Taki obraz wyłania się ze wstępnych odczytów PMI, wskaźników mierzących koniunkturę na podstawie ankiety wśród menedżerów logistyki przedsiębiorstw.
Jak podała w piątek firma IHS Markit, zbiorczy PMI, obejmujący sektory przemysłowy i usługowy, wzrósł w kwietniu w strefie euro do 53,7 pkt z 53,2 pkt w marcu, przebijając przeciętne szacunki ekonomistów, zakładające niewielki spadek tego wskaźnika.

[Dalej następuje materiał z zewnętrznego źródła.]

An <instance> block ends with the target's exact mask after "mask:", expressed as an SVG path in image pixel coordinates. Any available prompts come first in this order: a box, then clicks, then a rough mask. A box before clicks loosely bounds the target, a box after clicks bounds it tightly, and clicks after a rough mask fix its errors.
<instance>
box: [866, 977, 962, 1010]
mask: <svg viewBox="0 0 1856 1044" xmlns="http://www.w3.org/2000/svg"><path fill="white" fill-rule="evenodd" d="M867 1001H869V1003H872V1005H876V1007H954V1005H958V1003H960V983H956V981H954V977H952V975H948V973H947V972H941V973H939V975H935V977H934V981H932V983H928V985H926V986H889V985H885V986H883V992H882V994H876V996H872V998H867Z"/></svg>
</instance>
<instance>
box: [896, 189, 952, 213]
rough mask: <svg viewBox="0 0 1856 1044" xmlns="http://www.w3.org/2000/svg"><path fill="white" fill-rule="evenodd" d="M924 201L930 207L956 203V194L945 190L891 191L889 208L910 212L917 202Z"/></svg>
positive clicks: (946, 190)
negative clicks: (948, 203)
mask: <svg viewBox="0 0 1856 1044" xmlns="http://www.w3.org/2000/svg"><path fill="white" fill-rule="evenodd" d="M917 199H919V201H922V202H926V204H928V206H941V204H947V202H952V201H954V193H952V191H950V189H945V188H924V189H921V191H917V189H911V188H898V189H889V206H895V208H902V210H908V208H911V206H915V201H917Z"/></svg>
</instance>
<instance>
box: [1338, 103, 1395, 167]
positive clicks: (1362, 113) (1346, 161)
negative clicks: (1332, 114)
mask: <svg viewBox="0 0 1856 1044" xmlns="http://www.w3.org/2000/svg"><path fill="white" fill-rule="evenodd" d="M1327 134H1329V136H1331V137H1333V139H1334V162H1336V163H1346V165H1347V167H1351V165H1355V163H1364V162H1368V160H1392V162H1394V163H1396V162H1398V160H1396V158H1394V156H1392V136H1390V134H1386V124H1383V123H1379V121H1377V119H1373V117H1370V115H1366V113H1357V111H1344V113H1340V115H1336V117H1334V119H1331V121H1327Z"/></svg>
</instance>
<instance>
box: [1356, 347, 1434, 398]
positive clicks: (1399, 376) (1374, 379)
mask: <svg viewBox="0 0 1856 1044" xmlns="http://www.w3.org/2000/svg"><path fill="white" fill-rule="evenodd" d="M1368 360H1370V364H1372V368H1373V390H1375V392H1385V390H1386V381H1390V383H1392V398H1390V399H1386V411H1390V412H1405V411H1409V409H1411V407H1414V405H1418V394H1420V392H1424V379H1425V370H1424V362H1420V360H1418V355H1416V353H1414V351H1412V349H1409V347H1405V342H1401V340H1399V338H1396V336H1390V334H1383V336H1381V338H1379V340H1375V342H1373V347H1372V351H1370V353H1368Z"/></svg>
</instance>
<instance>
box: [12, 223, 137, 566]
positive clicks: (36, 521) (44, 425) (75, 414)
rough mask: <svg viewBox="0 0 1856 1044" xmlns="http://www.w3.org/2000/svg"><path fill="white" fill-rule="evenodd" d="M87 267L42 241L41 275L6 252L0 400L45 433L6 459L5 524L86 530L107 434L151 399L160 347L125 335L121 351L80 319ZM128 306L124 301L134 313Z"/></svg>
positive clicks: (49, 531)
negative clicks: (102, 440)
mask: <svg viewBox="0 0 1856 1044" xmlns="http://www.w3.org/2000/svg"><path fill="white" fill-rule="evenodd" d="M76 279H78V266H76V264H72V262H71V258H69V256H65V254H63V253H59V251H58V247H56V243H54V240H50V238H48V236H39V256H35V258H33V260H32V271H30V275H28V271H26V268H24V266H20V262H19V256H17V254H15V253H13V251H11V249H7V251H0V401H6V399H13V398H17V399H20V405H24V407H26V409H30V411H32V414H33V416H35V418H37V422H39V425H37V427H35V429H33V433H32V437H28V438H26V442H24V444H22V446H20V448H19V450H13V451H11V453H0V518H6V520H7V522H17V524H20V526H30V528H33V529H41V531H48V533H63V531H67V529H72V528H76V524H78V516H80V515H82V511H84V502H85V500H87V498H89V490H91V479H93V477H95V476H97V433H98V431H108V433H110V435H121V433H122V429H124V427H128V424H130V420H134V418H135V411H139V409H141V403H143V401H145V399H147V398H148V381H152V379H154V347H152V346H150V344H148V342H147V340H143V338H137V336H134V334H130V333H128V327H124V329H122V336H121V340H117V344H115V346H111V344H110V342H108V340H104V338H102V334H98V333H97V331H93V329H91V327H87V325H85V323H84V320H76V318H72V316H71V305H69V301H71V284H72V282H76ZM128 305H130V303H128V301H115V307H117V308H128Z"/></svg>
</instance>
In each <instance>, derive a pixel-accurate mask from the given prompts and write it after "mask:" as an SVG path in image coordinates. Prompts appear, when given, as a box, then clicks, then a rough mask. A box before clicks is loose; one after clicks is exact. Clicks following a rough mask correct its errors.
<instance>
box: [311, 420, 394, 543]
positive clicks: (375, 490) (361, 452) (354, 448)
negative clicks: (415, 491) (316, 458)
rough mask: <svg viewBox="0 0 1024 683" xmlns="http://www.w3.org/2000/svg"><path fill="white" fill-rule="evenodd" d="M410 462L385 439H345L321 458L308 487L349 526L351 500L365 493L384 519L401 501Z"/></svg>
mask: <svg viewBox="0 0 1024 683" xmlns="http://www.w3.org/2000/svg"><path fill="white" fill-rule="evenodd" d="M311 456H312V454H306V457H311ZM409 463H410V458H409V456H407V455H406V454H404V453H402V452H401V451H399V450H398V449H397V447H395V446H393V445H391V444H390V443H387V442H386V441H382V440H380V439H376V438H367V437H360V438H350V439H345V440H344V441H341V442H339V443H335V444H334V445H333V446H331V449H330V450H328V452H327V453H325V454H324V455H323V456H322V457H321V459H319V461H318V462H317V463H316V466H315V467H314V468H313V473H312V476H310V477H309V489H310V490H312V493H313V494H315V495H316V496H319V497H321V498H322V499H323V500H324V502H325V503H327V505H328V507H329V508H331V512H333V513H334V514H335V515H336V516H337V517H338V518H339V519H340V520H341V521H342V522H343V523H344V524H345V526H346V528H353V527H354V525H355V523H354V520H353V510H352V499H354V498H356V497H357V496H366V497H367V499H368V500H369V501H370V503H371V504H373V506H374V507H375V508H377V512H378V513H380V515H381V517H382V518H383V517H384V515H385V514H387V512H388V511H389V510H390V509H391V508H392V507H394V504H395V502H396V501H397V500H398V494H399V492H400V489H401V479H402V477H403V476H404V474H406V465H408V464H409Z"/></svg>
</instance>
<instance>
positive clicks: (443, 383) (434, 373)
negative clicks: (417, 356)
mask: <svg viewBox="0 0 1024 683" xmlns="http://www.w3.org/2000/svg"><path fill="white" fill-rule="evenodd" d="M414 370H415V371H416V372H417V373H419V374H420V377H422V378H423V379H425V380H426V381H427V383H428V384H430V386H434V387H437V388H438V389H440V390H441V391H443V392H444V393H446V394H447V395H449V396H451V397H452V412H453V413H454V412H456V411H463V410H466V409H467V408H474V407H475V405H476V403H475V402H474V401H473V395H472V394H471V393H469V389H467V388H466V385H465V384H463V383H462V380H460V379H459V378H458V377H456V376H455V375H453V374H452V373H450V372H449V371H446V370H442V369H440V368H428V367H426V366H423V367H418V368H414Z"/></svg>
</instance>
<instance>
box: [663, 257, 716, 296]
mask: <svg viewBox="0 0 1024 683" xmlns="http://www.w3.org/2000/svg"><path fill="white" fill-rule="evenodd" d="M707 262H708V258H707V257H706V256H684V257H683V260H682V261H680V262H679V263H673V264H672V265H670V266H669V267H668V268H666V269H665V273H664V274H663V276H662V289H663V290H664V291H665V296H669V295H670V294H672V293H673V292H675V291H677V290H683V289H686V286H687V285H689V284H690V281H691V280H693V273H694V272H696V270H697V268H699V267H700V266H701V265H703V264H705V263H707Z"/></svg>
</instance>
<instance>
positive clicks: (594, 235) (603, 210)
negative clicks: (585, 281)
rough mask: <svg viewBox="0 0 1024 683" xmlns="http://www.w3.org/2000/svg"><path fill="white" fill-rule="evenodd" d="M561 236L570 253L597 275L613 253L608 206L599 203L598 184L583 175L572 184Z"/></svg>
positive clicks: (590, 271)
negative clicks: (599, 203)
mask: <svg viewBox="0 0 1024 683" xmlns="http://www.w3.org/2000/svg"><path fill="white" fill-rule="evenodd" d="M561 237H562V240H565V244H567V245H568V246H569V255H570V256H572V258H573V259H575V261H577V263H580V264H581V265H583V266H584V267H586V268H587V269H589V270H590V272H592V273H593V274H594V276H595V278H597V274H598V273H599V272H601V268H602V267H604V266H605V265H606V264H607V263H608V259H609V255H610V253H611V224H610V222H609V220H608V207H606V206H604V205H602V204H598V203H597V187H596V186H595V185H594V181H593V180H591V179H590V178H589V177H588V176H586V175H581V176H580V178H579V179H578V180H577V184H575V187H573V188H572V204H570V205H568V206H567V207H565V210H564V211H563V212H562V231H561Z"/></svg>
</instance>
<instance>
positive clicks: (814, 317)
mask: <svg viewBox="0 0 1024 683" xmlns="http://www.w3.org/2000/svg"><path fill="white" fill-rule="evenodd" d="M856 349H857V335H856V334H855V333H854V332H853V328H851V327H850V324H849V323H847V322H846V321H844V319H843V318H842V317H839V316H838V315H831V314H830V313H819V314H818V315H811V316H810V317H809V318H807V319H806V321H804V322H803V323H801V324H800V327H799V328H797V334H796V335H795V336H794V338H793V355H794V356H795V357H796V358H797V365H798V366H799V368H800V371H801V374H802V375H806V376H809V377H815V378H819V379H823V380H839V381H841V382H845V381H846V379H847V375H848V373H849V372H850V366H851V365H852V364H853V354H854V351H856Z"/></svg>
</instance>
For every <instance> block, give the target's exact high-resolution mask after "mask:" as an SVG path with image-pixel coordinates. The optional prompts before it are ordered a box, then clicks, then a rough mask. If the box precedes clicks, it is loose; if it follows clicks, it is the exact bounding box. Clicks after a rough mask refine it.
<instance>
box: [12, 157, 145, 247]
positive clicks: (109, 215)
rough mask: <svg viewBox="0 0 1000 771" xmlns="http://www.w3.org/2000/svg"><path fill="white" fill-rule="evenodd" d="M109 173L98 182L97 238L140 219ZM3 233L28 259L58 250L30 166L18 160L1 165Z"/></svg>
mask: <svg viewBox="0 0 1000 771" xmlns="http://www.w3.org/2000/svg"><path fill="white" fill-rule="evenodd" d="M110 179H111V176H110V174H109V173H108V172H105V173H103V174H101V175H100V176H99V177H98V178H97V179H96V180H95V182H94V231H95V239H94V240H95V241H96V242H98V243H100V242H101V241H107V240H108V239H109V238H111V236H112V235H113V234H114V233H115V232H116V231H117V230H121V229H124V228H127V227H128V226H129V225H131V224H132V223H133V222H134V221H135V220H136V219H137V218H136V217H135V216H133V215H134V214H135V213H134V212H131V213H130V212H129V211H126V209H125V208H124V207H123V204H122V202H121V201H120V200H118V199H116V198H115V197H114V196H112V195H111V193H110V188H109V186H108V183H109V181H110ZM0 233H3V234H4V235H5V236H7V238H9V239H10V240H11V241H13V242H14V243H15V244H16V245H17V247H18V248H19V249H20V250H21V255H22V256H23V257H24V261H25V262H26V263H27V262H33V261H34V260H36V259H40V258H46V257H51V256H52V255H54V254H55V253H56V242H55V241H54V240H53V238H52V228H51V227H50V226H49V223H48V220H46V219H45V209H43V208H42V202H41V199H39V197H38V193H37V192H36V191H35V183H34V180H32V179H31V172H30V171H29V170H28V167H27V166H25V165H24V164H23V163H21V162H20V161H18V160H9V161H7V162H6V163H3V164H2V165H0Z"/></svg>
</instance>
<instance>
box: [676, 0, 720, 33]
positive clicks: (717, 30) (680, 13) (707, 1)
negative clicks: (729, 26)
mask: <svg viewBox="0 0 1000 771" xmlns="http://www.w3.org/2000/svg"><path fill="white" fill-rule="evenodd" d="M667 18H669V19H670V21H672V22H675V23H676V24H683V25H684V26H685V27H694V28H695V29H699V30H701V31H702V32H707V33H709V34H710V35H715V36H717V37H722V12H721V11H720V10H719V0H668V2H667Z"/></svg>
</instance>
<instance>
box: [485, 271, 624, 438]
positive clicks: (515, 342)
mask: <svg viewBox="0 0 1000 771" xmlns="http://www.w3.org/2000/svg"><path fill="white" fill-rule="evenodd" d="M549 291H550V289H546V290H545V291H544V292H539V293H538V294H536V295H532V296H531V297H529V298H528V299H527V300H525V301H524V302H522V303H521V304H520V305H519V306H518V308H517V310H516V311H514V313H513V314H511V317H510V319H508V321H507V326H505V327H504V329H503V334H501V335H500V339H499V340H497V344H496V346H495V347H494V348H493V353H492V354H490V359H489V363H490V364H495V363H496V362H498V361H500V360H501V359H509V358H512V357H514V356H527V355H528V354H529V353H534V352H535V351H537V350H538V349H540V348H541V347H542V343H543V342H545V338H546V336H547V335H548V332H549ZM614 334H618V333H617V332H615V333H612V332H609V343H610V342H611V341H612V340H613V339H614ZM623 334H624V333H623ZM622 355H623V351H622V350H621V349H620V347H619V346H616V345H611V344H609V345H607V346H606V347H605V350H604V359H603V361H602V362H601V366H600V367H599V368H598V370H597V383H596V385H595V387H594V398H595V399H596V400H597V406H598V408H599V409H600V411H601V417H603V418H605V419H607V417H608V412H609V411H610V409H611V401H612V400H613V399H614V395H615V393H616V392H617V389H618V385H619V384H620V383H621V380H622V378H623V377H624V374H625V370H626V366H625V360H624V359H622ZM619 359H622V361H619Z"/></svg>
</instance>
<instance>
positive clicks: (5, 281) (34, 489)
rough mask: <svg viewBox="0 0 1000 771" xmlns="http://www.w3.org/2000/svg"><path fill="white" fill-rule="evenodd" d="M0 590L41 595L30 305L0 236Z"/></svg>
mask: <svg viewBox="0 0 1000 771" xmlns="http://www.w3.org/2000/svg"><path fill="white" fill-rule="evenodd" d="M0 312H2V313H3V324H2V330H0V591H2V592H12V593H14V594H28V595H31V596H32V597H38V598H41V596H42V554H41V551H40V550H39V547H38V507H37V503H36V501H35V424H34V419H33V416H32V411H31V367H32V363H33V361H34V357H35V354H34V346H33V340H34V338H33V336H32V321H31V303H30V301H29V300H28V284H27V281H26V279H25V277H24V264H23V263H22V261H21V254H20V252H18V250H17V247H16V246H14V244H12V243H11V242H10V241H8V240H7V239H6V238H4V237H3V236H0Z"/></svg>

PMI drugi miesiąc z rzędu utrzymał się powyżej 50 pkt, co teoretycznie oznacza, że więcej przedsiębiorstw dostrzega poprawę swojej sytuacji w porównaniu do poprzedniego miesiąca niż jej pogorszenie. Dystans od tej granicy można interpretować jako miarę tempa wzrostu aktywności w gospodarce w ujęciu miesiąc do miesiąca. W tym świetle gospodarka strefy euro w kwietniu rozwijała się w tempie najszybszym od lipca 2020 r.
Kołem zamachowym ożywienia gospodarczego jest sektor produkcyjny. Główna składowa przemysłowego PMI, wyrażająca zmianę produkcji w porównaniu do poprzedniego miesiąca, wzrosła w kwietniu do 63,4 pkt, czyli najwyższego poziomu w sięgającej 1997 r. historii tego wskaźnika.